Passport & Plate - Injir Baklava
Ingredients
For the baklava
300 grams unsalted pork fat (or sheep tallow)
125 grams of butter
5 teacups of flour
1 egg
1 cupful ashen water
1 cupful sugar
Pinch of salt
Vanilla sugar
Cloves
For the syrup
3 teacups of sugar
4 teacups of water
Half a lemon
How to prepare this recipeWe beat well with a mixer the fat, the butter, the sugar, the egg, the salt, the vanilla and the ashen water. All the ingredients should be set at room temperature. If we can, we should find purified and unsalted fat. Ashy water is done in a coffee cup of water add a spoon fine wood ash.
We add to the fatty mixture the flour little by little, while mixing till we reach the desired texture. The proportions should be fine, but however we should be careful because if the baklava is too hard, it will not soak well, and if it is too soft, the shortbread will fall apart.
We knead the dough for a while as if it for real shortbread, than leave it for 15 minutes in the freezer.
After that we shape quickly the dough as meatballs, than flatten then and make a hole in the middle with a finger. We stick in a clove or a walnut.
We arrange all the baklavas in a lightly greased pan and bake at preheated at 200 C oven for about 15 minutes or until slightly golden brown.
We leave the dry injir baklava overnight.
We boil the syrup for 12-13 minutes, adding the half of the lemon at the very beginning. We pour carefully with a ladle half of the syrup over the baklava and leave the other half to boil for another 6-7 minutes.
We leave the dry injir baklava overnight. On the next morning the baklavas should be all soaked and ready. We serve them with a glass of cold water.
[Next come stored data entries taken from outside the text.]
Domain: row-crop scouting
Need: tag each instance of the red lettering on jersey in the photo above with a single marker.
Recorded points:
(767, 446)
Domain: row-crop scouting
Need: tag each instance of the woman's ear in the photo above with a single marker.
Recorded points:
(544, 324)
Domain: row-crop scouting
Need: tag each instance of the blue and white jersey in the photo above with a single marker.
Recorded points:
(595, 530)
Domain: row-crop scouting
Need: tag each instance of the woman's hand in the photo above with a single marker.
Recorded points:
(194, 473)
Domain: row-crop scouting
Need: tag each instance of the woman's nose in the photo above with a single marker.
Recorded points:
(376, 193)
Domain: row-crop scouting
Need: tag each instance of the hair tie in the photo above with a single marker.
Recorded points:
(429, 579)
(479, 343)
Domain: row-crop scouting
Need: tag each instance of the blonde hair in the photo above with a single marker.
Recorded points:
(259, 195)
We should prepare the ashen water with ashes from wood and if possible - with orange blossom water or rose water.
The story behind this recipeThis type of baklava was prepared by my great-grand mother and my grandmother only once in the year, just after Christmas, on Saint Stephen's Day. They have been doing this for tens of years, and their grandmothers have been preparing injir baklava before them during the times when Bulgaria was still part of the Ottoman Empire.
The weird thing is that only recently I found out that such a baklava is virtually unknown in Turkey or the Middle East and is prepared by Bulgarian ladies only in 2 small towns in Northern Bulgaria - Troyan and Lovech.
The rich and fatty baklava was the most delicious treat after the hardest Orthodox Christmas fasting and my great-grandmother allowed us only to have one baklava per day, even though we were not fasting during the communist times before 1989. I still remember the lemony taste, the snow, the old oil stove in the kitchen and the joy of the holidays which by that time started for real after Christmas.
Even more my great-grandmother and my grandma had their name-days on St. Stephen, and later on my younger sister, so the baklava was the celebration of femininity and the men from the family had to be gentle the whole day.
My grand mother died a couple of years ago and I never had the chance to prepare injir baklava along with her, but my sister was insisting that we should keep the tradition. We tried hard to restore the proportions of the ingredients, questioning aunts and old ladies from my ancestor's hometown Lovech.
Last Christmas was the first time I prepared injir baklava all by myself. My mother, my sister, my aunt and me celebrated an all-women St. Stephen's Day with baklava just like we did 30 years ago, and like my grandmother 130 years ago.